Komisi Eropa mengumumkan permintaan ini pada Jumat (10/11), sehari setelah permintaan serupa kepada YouTube milik Alphabet dan TikTok.
Permintaan informasi ini merupakan bagian dari langkah-langkah yang diambil oleh Uni Eropa dalam rangka meningkatkan keamanan anak-anak dalam lingkungan digital. Bulan lalu, Komisi Eropa mengirimkan perintah mendesak kepada beberapa perusahaan, termasuk Meta, X, dan TikTok, untuk merinci tindakan yang telah mereka ambil dalam menangani penyebaran konten terkait terorisme, konten kekerasan, dan ujaran kebencian di platform mereka.

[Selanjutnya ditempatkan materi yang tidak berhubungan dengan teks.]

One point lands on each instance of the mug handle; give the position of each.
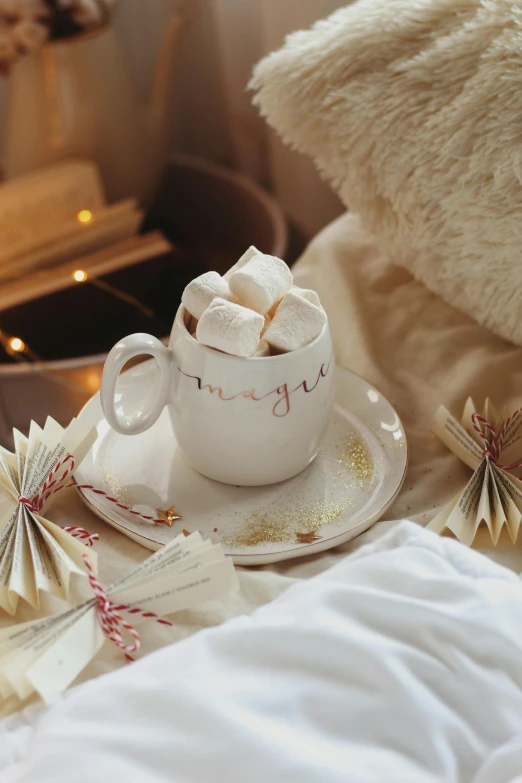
(140, 420)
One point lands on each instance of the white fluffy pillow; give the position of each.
(413, 109)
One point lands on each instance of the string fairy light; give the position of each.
(81, 276)
(16, 344)
(84, 216)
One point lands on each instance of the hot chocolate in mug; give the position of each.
(239, 421)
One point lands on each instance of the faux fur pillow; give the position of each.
(413, 109)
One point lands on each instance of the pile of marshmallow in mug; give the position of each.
(254, 310)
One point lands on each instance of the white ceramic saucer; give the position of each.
(356, 476)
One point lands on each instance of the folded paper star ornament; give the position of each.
(35, 554)
(491, 445)
(45, 656)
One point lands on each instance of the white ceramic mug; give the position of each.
(240, 421)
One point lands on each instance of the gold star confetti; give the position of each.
(307, 538)
(349, 469)
(168, 515)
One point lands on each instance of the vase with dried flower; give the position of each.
(70, 94)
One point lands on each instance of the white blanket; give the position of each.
(401, 663)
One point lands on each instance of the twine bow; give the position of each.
(54, 483)
(494, 439)
(111, 621)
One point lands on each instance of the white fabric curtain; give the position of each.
(212, 114)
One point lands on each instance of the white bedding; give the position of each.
(401, 663)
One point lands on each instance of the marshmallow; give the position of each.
(230, 328)
(268, 321)
(261, 282)
(203, 290)
(307, 294)
(296, 323)
(263, 349)
(247, 255)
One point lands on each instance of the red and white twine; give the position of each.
(112, 622)
(55, 482)
(494, 440)
(96, 491)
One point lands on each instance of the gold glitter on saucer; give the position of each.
(348, 470)
(168, 515)
(307, 538)
(356, 457)
(116, 488)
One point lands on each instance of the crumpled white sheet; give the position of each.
(401, 663)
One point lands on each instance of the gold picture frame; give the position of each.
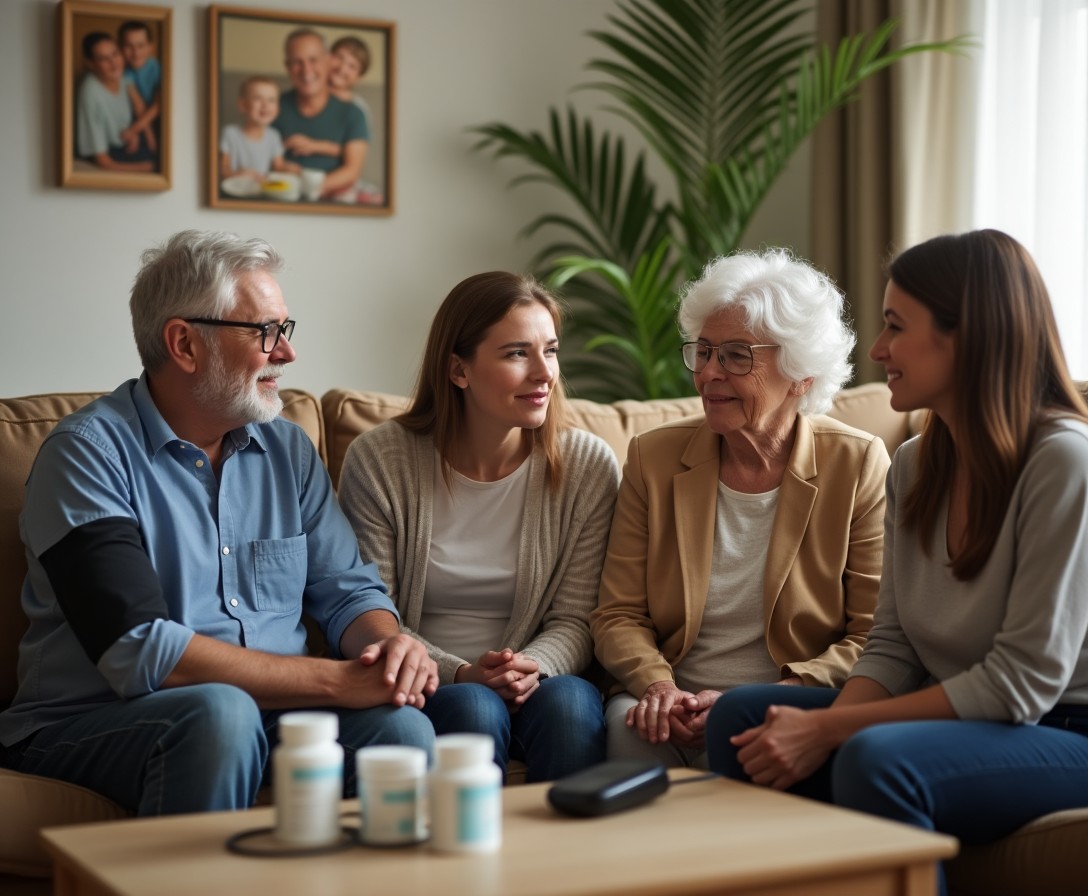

Jika Meta Platforms dan Snap tidak memenuhi permintaan ini, Komisi Eropa berpotensi membuka penyelidikan terhadap perusahaan-perusahaan tersebut. Langkah ini diambil sesuai dengan aturan konten online baru yang dikenal sebagai Digital Services Act (DSA).
Dengan DSA, platform online besar diwajibkan untuk mengambil tindakan lebih lanjut dalam menangani konten ilegal dan berbahaya atau berisiko mendapatkan denda hingga 6 persen dari omset global mereka.
Langkah-langkah ini mencerminkan perhatian yang semakin besar terhadap perlindungan anak-anak dalam lingkungan digital dan memberikan tanda bahwa regulasi semakin ketat untuk memastikan keamanan dan kesejahteraan anak-anak di dunia maya.